From a marketing perspective, this is pretty smart. You're getting publicity for your book all over the book blogosphere, and familiarizing readers with the cover so that, when it's released in stores, people will know what to look for. Giving people extra entries for using the book cover as their profile pic on social networking sites? Genius.
From a book blog reader's perspective, though, this is all kind of annoying. Hence my mixed feelings about this. I understand why it's being done, but that doesn't mean it's any less frustrating to sort through my subs to find something to read that isn't -- let's face it -- a form of spam.
I'm curious about how this might relate to the new FTC guidelines. After all, there is an advertising relationship here: people are being compensated (albeit with contest entries) in exchange for posting advertisements. That sounds awfully similar to the main issue that these guidelines were created to address:
... Engle said the revised guidelines are aimed at advertisers and marketers, not individual bloggers. She cited a Procter & Gamble campaign called “Vocalpoint,” which provided “400,000 moms” with free products in exchange for endorsements made via blog posts and tweets.
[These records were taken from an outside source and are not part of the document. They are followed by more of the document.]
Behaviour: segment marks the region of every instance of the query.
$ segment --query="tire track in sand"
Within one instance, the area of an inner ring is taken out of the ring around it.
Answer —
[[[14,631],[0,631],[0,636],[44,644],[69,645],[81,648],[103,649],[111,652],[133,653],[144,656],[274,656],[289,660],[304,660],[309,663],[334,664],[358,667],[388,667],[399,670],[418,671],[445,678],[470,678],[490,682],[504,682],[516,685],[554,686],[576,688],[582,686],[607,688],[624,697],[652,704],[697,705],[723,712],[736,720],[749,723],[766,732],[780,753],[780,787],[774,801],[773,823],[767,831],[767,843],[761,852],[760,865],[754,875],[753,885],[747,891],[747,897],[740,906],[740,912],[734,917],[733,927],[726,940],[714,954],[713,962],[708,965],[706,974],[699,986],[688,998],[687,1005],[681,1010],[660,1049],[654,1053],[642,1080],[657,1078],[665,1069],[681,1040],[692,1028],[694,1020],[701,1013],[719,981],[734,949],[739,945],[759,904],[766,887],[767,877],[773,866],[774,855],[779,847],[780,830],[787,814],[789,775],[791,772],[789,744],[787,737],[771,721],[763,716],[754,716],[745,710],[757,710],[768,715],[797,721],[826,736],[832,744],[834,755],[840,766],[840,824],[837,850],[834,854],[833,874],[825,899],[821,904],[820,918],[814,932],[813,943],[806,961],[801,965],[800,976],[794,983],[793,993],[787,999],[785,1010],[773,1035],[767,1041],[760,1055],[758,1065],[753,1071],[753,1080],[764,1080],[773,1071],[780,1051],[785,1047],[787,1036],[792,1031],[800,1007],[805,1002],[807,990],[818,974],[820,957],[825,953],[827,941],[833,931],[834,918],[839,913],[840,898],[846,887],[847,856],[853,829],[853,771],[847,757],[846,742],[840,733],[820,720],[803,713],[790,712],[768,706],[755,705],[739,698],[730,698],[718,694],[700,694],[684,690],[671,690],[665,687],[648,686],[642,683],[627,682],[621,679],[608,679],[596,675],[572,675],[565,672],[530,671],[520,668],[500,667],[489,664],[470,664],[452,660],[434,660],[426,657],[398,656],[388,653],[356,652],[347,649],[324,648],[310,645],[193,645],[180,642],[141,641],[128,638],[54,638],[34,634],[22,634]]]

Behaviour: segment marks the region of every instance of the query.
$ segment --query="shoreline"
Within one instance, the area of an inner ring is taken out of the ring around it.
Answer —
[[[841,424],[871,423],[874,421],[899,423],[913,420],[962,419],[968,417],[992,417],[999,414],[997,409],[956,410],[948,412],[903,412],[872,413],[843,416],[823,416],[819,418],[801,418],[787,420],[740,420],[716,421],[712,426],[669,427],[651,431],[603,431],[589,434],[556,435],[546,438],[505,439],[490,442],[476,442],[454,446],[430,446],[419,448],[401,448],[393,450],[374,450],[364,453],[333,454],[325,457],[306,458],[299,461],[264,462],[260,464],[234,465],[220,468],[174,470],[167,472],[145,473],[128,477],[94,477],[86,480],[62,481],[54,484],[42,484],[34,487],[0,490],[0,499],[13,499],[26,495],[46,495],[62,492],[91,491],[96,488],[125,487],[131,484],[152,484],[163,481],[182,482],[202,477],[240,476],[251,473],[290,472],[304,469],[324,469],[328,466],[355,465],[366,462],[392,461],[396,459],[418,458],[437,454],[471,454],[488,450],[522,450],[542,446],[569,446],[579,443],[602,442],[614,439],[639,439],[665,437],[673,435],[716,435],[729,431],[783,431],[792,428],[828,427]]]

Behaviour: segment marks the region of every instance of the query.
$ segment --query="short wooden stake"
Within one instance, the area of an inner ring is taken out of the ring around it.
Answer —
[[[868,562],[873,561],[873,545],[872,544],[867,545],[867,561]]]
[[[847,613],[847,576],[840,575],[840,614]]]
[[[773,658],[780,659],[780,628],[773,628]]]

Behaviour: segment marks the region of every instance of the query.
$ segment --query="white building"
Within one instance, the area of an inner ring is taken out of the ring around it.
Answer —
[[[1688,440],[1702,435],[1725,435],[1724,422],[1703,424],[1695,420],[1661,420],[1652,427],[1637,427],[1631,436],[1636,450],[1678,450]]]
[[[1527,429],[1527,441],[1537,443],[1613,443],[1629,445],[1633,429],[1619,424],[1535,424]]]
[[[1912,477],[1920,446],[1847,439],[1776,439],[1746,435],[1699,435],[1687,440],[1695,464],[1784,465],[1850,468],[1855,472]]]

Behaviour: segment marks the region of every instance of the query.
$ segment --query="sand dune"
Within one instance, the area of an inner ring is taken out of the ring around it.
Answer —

I don't know. Maybe I'm just getting jaded. It seems the publishing industry has gone from an industry that once provided a mouthpiece for genuinely talented storytellers into a money-focused industry that will publish just about anything as long as they think people will buy it. Perhaps it's always been that way, but I certainly don't remember reading as many bad books in the past as I've read lately. Typos, plot holes, questionable messages for the target audience... and that's not even taking into account the self-published stuff!
What do you think? Do you like contests that basically force you to become an advertiser? What about publishing today? Have you noticed a downward spiral as of late... or were things always this shoddy and avaricious in the publishing industry?